L'air et l'eau entrent en action
1982-1983, une année catastrophique
Les régions tropicales peuvent être soumises à de fortes variations du régime des pluies d’une année à l’autre. La succession des événements qui se sont déroulés entre la fin de l’année 1982 et le début de l’année 1983 en est un exemple très frappant. Inondations dans des régions habituellement arides, sécheresses exceptionnelles dans des régions humides, le climat s’est déréglé pendant plusieurs mois.
C’est ainsi que d’octobre 1982 à juin 1983, l’Equateur et le nord du Pérou connurent des conditions météorologiques désastreuses. Dans des régions habituellement désertiques ou semi-désertiques, des pluies diluviennes s’abattirent et déversèrent dix fois plus d’eau qu’à l’accoutumée. Des inondations et des coulées de boues saccagèrent les champs et détruisirent de nombreuses infrastructures routières. Autre conséquence dramatique, des épidémies se propagèrent du fait de la prolifération de moustiques et des cadavres d’animaux noyés en masse.
Simultanément, aux antipodes, l’Australie connut une sécheresse catastrophique dépassant toutes celles subies depuis le début du siècle. Privés d’eau, les pâturages se desséchèrent et la nourriture fit cruellement défaut au bétail. Le sol mis à nu par la sécheresse produisit une abondante quantité de poussière facilement arrachée et entraînée dans de gigantesques orages, comme celui qui terrifia Melbourne en février 1983. Les pluies diminuèrent également fortement en Indonésie, mettant en péril la production de riz.
les régions côtières de l’Equateur et du Pérou reçoivent très peu d’eau, conséquence de la circulation qui s’établit entre l’ouest et l’est du Pacifique (chapitre 3).
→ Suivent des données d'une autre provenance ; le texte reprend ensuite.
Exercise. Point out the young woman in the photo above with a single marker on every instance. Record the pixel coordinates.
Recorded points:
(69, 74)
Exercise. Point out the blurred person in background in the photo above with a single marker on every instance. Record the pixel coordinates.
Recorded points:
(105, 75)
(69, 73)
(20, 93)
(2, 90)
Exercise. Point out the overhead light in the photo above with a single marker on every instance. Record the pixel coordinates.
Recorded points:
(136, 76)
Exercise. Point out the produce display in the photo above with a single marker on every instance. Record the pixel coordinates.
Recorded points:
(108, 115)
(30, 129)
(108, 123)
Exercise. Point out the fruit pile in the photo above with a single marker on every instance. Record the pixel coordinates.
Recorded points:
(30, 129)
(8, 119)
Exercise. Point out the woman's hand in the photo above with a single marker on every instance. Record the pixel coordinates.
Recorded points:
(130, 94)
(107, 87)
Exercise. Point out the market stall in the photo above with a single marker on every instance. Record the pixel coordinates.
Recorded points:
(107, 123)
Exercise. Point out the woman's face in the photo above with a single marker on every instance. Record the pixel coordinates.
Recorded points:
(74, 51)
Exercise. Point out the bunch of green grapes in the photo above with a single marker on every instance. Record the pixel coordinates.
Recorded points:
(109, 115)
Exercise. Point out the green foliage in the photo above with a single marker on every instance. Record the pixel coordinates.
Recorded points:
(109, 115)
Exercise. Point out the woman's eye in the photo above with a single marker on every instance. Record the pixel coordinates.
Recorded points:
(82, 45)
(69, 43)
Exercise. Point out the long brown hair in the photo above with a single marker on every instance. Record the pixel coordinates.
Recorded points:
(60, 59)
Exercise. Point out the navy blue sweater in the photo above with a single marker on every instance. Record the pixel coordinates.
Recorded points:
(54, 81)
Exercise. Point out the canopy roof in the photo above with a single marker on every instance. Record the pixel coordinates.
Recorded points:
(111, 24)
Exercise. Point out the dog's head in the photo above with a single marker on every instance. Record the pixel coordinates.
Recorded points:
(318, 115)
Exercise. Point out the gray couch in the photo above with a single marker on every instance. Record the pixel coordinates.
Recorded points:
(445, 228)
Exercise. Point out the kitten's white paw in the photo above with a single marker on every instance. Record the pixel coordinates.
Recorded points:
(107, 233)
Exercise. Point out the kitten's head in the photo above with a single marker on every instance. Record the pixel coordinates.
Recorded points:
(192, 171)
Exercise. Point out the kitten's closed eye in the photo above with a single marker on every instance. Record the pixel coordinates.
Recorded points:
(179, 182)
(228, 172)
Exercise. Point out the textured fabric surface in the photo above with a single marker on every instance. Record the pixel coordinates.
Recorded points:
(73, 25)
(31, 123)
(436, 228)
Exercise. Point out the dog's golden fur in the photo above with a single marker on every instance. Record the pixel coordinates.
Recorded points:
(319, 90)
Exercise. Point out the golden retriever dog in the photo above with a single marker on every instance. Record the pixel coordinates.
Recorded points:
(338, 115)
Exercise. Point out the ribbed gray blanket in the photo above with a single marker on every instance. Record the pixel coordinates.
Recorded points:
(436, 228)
Au-dessus de l’Indonésie l’air est animé d’un mouvement vertical ascendant alors qu’il redescend au-dessus des régions situées au sud-est du Pacifique, entre l’île de Pâques et le Pérou. Au cours du mouvement ascendant, l’air qui s’est chargé d’humidité à la surface des océans se refroidit et se condense, libérant ainsi une grande quantité d’énergie qui entretient la convection. Par contre, l’air froid et sec qui redescend sur le Pérou n’apporte que sécheresse.
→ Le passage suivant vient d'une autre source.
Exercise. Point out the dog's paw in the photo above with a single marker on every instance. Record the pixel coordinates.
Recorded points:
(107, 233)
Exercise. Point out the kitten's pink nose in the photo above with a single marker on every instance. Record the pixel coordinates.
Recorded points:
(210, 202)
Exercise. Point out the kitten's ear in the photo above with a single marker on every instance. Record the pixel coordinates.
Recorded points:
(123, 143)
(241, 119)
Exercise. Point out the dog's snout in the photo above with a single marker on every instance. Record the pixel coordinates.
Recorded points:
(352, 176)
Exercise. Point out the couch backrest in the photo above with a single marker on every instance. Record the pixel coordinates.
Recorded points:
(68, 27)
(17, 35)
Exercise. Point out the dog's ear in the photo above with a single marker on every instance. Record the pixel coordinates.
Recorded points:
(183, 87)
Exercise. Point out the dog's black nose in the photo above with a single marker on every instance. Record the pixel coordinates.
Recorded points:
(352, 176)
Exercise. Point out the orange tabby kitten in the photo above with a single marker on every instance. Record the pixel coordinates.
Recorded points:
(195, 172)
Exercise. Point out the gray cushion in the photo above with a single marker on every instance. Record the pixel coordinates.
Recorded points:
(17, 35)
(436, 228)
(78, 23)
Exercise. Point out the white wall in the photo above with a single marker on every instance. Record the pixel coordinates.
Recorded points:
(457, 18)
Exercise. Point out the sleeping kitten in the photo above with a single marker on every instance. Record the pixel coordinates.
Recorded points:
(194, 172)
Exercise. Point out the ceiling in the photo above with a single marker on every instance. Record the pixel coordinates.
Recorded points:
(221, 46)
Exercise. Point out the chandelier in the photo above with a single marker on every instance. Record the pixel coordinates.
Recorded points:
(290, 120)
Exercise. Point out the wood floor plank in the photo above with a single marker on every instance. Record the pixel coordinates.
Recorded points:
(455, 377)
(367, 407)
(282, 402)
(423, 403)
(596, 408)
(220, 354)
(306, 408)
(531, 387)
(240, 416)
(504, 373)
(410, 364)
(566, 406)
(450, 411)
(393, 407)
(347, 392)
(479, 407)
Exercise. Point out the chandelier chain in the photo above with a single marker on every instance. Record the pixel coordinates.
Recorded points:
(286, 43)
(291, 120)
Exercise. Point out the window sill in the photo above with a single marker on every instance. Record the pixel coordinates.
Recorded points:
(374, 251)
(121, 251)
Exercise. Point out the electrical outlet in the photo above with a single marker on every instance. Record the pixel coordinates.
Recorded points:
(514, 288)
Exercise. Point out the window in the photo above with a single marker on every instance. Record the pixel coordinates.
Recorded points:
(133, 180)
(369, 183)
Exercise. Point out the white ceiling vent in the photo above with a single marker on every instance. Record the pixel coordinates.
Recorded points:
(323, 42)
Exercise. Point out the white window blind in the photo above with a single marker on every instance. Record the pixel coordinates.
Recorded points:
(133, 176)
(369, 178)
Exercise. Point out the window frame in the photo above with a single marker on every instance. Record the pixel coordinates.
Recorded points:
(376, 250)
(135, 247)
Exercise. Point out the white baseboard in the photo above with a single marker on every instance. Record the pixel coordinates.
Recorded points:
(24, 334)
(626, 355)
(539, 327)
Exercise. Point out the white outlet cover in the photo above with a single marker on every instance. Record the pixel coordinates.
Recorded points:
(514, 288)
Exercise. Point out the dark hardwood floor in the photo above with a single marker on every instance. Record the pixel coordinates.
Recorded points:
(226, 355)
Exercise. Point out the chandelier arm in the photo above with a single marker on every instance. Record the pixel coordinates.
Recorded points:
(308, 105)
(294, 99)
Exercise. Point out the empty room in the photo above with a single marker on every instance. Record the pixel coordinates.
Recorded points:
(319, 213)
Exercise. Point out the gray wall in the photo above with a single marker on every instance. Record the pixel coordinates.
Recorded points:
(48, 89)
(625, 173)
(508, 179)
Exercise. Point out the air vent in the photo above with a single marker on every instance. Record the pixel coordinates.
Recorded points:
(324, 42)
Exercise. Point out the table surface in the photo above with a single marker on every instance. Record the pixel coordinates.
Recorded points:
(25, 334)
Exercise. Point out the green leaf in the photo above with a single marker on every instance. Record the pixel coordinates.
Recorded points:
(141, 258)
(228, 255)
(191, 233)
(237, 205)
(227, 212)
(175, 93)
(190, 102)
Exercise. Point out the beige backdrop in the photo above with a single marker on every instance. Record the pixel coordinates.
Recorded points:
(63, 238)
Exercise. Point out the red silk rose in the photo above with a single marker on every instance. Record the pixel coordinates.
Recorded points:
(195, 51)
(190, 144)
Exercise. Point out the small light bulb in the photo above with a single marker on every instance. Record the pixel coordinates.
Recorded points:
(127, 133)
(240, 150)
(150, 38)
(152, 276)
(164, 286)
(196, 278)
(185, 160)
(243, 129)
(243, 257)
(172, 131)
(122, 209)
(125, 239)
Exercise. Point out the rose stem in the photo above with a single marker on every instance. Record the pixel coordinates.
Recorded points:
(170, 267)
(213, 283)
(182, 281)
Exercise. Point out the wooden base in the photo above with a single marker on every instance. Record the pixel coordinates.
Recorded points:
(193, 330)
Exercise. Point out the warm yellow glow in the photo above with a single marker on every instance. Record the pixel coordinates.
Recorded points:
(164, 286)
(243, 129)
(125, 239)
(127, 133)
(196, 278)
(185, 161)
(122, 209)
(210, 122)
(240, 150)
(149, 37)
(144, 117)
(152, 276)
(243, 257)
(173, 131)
En 1982-1983, cette circulation à grande échelle s’est modifiée. L’activité convective, habituellement située au-dessus de l’Indonésie, s’est déplacée vers le centre du Pacifique. Les régions à l’ouest du Pacifique ont alors reçu moins de pluie, mais le centre et l’est du Pacifique davantage. D’ordinaire épargnées par les cyclones tropicaux, Tahiti et les îles de la Polynésie ont, cette année-là, subi une succession de six cyclones dévastateurs en quelques mois seulement.
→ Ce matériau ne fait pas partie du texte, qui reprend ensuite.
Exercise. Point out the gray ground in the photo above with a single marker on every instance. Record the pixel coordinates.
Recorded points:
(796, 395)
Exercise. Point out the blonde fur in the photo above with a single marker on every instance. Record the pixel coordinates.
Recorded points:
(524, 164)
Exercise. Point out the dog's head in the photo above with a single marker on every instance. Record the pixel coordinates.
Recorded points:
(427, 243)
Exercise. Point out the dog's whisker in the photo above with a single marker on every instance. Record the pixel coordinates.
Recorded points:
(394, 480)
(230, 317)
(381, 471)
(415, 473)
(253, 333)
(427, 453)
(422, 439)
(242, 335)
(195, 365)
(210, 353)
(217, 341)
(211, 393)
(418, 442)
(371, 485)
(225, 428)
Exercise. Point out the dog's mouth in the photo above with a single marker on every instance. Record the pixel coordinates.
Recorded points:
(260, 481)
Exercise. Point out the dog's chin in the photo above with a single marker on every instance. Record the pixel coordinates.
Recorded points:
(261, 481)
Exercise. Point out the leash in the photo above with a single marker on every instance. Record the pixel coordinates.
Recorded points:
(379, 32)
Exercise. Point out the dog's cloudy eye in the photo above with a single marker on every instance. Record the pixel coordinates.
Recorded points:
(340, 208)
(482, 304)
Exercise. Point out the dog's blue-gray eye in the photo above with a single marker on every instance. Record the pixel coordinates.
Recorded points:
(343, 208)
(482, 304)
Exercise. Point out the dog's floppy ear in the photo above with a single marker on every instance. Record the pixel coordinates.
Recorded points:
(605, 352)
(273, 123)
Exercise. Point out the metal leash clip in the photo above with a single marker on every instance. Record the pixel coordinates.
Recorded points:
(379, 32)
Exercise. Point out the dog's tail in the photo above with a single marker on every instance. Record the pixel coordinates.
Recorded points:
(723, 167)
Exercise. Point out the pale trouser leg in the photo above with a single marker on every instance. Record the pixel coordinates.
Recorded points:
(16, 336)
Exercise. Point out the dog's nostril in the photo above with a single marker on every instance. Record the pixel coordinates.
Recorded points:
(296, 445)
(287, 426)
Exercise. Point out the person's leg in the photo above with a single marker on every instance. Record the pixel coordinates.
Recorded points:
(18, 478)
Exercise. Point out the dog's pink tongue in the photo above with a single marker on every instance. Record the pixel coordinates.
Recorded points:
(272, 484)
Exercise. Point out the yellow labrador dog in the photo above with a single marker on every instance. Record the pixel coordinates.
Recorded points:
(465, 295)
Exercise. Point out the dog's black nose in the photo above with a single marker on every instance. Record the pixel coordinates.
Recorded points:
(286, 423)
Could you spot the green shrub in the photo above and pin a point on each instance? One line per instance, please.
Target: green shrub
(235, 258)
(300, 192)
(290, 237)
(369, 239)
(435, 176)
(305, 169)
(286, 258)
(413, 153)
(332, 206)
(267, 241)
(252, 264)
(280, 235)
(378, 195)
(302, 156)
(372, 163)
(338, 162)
L’alternance entre une intense activité convective au-dessus de l’ouest du Pacifique, situation la plus courante, et son déplacement vers le centre du Pacifique, fut observée dès les années 1920 par Sir Gilbert Walker qui lui donna le nom d’oscillation australe. Ce phénomène apparaît en effet régulièrement, toutes les trois à quatre années en moyenne. Il ne faut pas pour autant s’imaginer qu’il revient avec une périodicité parfaite, car l’intervalle de temps entre deux événements successifs varie d’une fois sur l’autre, pouvant aller de deux à dix années, éliminant ainsi toute possibilité de prévision purement statistique. Ces anomalies ont également marqué les années 1972-73, 1975-76, 1986-87 et 1991-1992, avec toutefois une intensité moins forte. L’épisode de 1982-1983 et tout dernièrement celui de 1997 représentent les événements les plus intenses du siècle.
L’oscillation australe s’accompagne d’un réchauffement sensible de la température des eaux de surface du Pacifique Est. Dans une vaste région centrée autour de l’équateur, la température de l’eau, qui avoisine habituellement 20 à 25 °C, s’élève de plusieurs degrés en même temps qu’apparaît une anomalie dans le régime des pluies. La présence d’eaux anormalement chaudes se manifeste généralement au moment de Noël, d’où le nom d’El Niño, qui signifie l’enfant Jésus en espagnol. A l’origine, cependant, El Niño désignait pour les péruviens un phénomène régional de moindre ampleur. Tous les ans, juste après Noël, la température des eaux côtières se réchauffe en même temps qu’un courant de surface en provenance de l’Amérique centrale charrie de véritables présents de Noël, noix de cocos, ananas et autres denrées rares au Pérou. Certaines années, cependant, le réchauffement est beaucoup plus important et de fortes perturbations dans le régime des pluies se produisent. Dans la communauté des climatologues, El Niño désigne exclusivement ces années exceptionnelles.
Le phénomène El Niño ne se limite cependant pas. à la période de Noël; entre l’apparition et la disparition d’eaux plus chaudes dans l’est du Pacifique.